As of late May, in the three months since Russia invaded Ukraine, 6.8 million refugees had fled the war into other countries. The majority, some 3.6 million people, headed to Poland, while another million went to Romania. European Union nations and others began offering visa waivers and other schemes to help Ukrainians. The UK, for example, is currently home to about 60,000 refugees from Ukraine.
Further east of Europe, the people of Afghanistan are experiencing conflict which has lasted for over 40 years. More than 2.6 million Afghan refugees are registered with the UN’s refugee agency alone, with an increasing number of people fleeing the country in the wake of the Taliban takeover.
Do people think that refugees from one of these two countries deserve more help than the other? Are people’s views mirroring the racist double standards that characterised much of the coverage of conflicts in Ukraine and the Middle East? We set out to find out what the British public believes. Caught between their desire to show solidarity for people affected by war and their evergreen concerns that too many people are coming to the UK, legally or illegally, we wanted to know how recent events have shaped their views.
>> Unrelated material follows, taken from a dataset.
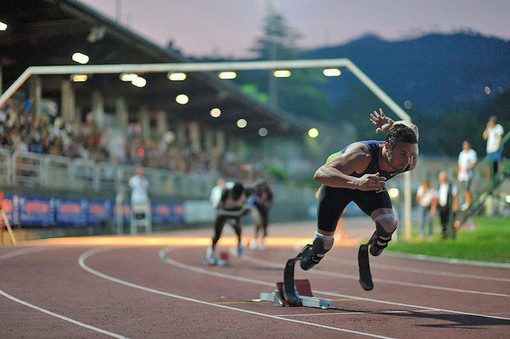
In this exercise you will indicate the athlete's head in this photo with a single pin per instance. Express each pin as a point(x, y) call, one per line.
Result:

To do this, we conducted an online survey, as part of ongoing research, with a representative sample of 1,690 adults in Great Britain contacted via YouGov. Among other questions, we asked respondents:
do you agree or disagree that we should let refugees fleeing conflict-affected areas come and stay in the UK?
To get to the core of the matter, however, we actually deployed three slightly different versions of this question, with each respondent only seeing one. In one version, we asked the question as it is, in one further version, we added a reference to Ukraine as the conflict-afflicted area, and in a third version, Afghanistan was used as the example.
For people receiving the neutral version of the question, levels of support for helping refugees were high, with 71 per cent agreeing that the refugees should be allowed to come and stay in the UK. We found similar levels of agreement when we ask about Ukrainian refugees, with 70 per cent of respondents agreeing we should help.